Hi, Yaffa Epstein, researcher at Department of Law. You are researching how scientific terms are used in environmental law, together with ecologists from SLU. What will you do in the project?

researcher in environmental law at Department

of Law. Photo: Tobias Björkgren

– Initially we´re trying to look at how to combine legal and ecological expertise to interpret some terms, all of which have natural-scientific aspects, that are used in several EU directives related to environmental protection. Then we hope to construct a general theory on how legal and natural scientists can work together to interpret these types of terms in the law or even more broadly how to communicate across scientific disciplines.

Why is this a particular problem in environmental law?

– Because environmental law is about managing the human relationship with nature, so pretty much every environmental law is going to involve the non-human, which has to be understood through scientific intermediaries.

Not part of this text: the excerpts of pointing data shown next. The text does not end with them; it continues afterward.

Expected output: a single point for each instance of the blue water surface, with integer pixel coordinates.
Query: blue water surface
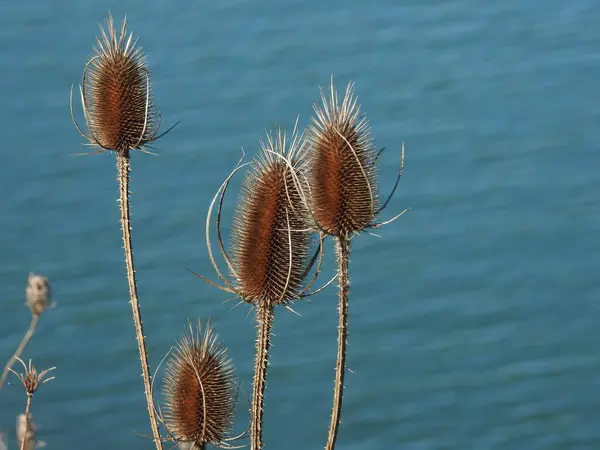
(475, 318)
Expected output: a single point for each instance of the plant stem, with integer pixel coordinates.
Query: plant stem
(342, 248)
(123, 169)
(27, 408)
(20, 348)
(264, 319)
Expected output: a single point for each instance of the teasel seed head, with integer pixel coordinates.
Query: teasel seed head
(271, 230)
(117, 100)
(200, 389)
(344, 191)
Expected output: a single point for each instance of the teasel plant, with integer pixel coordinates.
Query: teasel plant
(343, 200)
(120, 116)
(31, 380)
(200, 391)
(37, 295)
(271, 247)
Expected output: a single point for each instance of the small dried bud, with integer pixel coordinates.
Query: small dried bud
(31, 379)
(31, 431)
(38, 293)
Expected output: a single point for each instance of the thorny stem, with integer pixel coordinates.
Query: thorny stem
(342, 248)
(20, 348)
(264, 319)
(123, 169)
(27, 408)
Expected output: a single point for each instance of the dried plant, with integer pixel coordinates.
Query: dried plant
(31, 381)
(343, 198)
(26, 431)
(271, 248)
(200, 390)
(37, 295)
(120, 115)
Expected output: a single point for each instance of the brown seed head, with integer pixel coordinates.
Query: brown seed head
(200, 389)
(342, 172)
(118, 106)
(271, 237)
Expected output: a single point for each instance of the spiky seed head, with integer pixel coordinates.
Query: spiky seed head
(344, 191)
(37, 293)
(117, 99)
(271, 231)
(199, 389)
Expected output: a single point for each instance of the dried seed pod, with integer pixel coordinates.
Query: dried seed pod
(271, 230)
(37, 293)
(117, 99)
(200, 389)
(26, 430)
(344, 191)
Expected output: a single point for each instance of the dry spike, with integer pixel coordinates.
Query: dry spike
(271, 247)
(200, 390)
(343, 199)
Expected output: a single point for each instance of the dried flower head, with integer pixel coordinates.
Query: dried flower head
(199, 389)
(37, 293)
(30, 378)
(271, 242)
(116, 95)
(344, 192)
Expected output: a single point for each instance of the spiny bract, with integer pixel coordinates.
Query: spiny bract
(344, 193)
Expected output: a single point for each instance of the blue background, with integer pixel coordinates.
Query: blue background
(474, 318)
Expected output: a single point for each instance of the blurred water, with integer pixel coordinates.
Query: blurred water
(474, 319)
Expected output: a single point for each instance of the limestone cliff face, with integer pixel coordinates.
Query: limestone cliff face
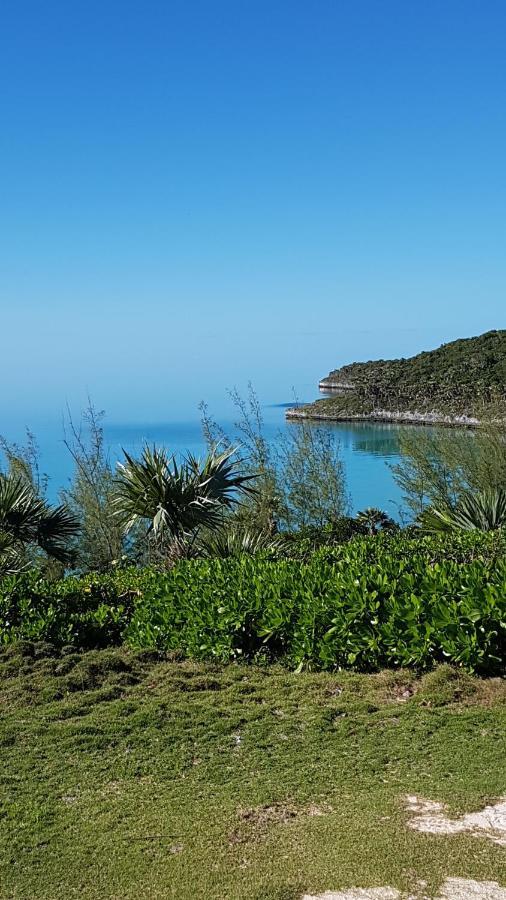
(459, 383)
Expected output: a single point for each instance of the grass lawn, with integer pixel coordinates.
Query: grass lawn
(123, 776)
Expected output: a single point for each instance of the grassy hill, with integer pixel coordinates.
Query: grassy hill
(458, 381)
(128, 775)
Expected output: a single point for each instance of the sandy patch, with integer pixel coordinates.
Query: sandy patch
(255, 822)
(429, 816)
(452, 889)
(357, 894)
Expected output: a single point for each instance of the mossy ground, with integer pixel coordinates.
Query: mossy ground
(127, 776)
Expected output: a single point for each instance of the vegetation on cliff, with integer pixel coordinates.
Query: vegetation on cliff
(459, 379)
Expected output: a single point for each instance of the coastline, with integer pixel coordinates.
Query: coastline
(406, 417)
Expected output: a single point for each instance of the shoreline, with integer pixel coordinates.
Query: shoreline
(398, 417)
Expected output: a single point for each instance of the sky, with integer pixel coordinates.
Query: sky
(198, 194)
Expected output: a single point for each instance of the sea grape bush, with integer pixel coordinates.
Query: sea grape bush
(370, 603)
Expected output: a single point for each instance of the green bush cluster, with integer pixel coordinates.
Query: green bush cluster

One example is that species populations should be viable according to the EU Habitats Directive, but viable isn´t further defined in that law. So you have to talk to an ecologist about what makes a species population viable, which isn´t a clear cut question for a scientist either, as it involves the question of how high an extinction risk we want to accept. Nobody really has monopoly on defining viability.

How, then, can lawyers better communicate with natural scientists and experts?

– Talking past each other is a common difficulty in interdisciplinary collaboration. What I´m working on is a method to argue with each other constructively rather than to ignore communication problems. Lawyers get to define terms, even scientific terms, as they're used in the law, but at the same time legal requirements need to make senseto those in other scientific disciplines so the law can be effectively applied. There is always going to be some interaction, necessarily.

Do the laws need to be rewritten to be clear and specific enough?

– No, a law can´t cover every situation or define everything. But it´s important to be conscientious about when interpreting the law requires scientific input or value judgements.

Researcher in environmental law

Yaffa Epstein is a researcher in environmental law at Uppsala University's Department of Law. Her special focus has been on protection of Sweden and other countries' wolf populations in relation to regulation under EU law and its influence on wildlife conservation. She obtained her PhD in 2017 and since then her research has attracted keen interest in both scientific contexts and among the informed public. In 2019 she received Uppsala University's Oscar Prize for young researchers.